Networks are constantly exposed to security exploits that are of significant concern to network providers. For example, Denial of Service (“DoS”) attacks can cause significant damage to networks and networked devices. A DoS attack is defined as an action taken upon on a computer network or system by an offensive external device that prevents any part of the network from functioning in accordance with its intended purpose. This attack may cause a loss of service to the users of the network and its network devices. For example, the loss of network services may be achieved by flooding the system to prevent the normal servicing for performing legitimate requests. The flooding may consume all of the available bandwidth of the targeted network or it may exhaust the computational resources of the targeted system.
A Distributed Denial of Service (“DDoS”) attack is a more aggressive action that involves multiple offensive devices performing an attack on a single target computer network or system. This attack may be performed in a coordinated manner by these multiple external devices to attack a specific resource of a service provider network. The targeted resource can be any networking device such as routers, Internet servers, electronic mail servers, Domain Name System (“DNS”) servers, etc. Examples of a DDoS attack include (but are not limited to): large quantities of raw traffic designed to overwhelm a resource or infrastructure; application specific traffic designed to overwhelm a particular service; traffic formatted to disrupt a host from normal processing; traffic reflected and/or amplified through legitimate hosts; traffic originating from compromised sources or from spoofed IP addresses; and pulsed attacks (which start/stop attacks).
Other network security threats include Trojan horse attacks that may be embedded in harmless software, viruses that can reproduce themselves and attach to executable files, worms that can spread via stored collections of e-mail addresses, and logic bombs that can remain dormant until triggered by an event (e.g., a date, user action, random trigger, etc.).
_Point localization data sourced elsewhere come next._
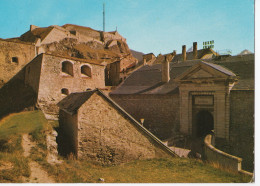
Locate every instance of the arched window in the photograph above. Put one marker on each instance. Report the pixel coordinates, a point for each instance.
(64, 91)
(67, 67)
(86, 70)
(15, 59)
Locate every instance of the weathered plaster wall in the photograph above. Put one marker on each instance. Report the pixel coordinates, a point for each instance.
(160, 112)
(108, 137)
(242, 126)
(32, 73)
(52, 80)
(24, 52)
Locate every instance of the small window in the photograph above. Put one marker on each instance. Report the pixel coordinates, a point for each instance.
(73, 32)
(67, 68)
(86, 70)
(64, 91)
(15, 59)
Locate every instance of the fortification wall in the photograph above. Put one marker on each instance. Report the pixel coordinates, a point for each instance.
(53, 80)
(56, 35)
(160, 112)
(105, 135)
(220, 158)
(13, 57)
(32, 73)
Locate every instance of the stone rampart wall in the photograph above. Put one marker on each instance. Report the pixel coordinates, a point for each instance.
(220, 158)
(53, 80)
(8, 50)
Early identification of incoming messages (e.g., packets) that pose a threat to a network can prevent or mitigate damage, since a network device can be impaired by processing or analyzing a threatening packet. One approach is to use a blacklist to block packets from a finite number of addresses. Such a blacklist can be implemented in either software or hardware. However, adding software-based blacklist functionality to an existing network device can have limitations, such as requiring device upgrades or software updates that could cause compatibility issues with the existing network configuration or other network devices, or which may require extensive testing to ensure the changes do not have any undesired effects. Furthermore, blacklists tend to block packets without providing meaningful statistics about blocked traffic and throughput. Devices that perform software processing for detection of threats are usually spaced from the network edge so that upstream devices are exposed before threat detection is performed. Additionally, the software to detect threats can result in reduced throughput and/or bandwidth that can worsen as the number of threatening packets increase.